Steven Max Patterson | Oct. 6, 2016
Google isn’t becoming a consumer electronics company despite its announcement of five new hardware products

More engineering and more expensive high-performance components have gone into the Pixel than would be required even for a flagship to make VR apps perform well while keeping the price in the flagship price range. A smartphone maker would not ordinarily pay for more expensive VR-ready components unless they were investing in a new application like Google is in VR.

Google Wi-Fi and Chromecast Ultra: These two devices are best explained together. Home Wi-Fi routers aren’t keeping pace with the steadily rising number of consumer devices in the home that stream audio and video. And they are hard to set up.

Google does not want to be a cable company like Comcast, but it does want users to stream more audio and video content from its Play Store and video content from YouTube, creating a bigger workload as content shifts from HD to Ultra-HD 4K resolution and 3D VR video.

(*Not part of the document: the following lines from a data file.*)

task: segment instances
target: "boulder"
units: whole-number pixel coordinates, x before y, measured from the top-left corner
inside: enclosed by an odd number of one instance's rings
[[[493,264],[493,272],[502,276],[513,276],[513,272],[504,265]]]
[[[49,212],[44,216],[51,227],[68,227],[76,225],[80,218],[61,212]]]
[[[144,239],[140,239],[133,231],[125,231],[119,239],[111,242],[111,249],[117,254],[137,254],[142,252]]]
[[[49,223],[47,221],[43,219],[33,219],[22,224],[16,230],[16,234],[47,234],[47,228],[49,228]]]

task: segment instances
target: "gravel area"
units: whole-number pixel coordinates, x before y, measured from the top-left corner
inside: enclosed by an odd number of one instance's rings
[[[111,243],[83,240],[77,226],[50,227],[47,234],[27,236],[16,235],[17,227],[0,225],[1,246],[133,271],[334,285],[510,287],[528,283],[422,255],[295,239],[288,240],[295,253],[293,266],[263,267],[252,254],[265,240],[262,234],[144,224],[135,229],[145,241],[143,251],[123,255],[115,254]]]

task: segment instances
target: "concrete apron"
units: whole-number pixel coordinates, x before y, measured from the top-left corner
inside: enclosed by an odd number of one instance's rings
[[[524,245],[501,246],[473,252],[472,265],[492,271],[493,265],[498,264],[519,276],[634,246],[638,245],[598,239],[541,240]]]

For most consumers, buying the right routers, configuring them and setting them up, and placing them throughout the home to provide a strong, evenly distributed Wi-Fi signal is beyond their skill levels.

Google’s Wi-Fi business model differs from that of a typical router company that tries to make a small profit in the cutthroat router market. Google has an incentive to solve the setup, configuration and signal distribution problem for the consumer because a better, faster and evenly distributed Wi-Fi signal will enable users to stream video and audio, as well as stream YouTube where its margins are much greater compared to routers.

Google Wi-Fi automatically configures multiple access points. Network management by its smart Network Assist automatically helps avoid Wi-Fi congestion and transitions the user to the closest Wi-Fi point for the best signal.

Chromecast Ultra fits into this network scheme. It is almost twice as fast as the second-generation Chromecast, and it supports streaming of 4K video to the latest high-resolution TVs and Daydream VR headsets.

Google doesn’t want to be Apple or Comcast. It wants billions of users to spend more time in front of every type of screen and immersed in VR consuming its content. Right now, the hardware needs to be optimized for this task. If successful, many consumer device makers will build devices like these to expand Google’s ecosystem.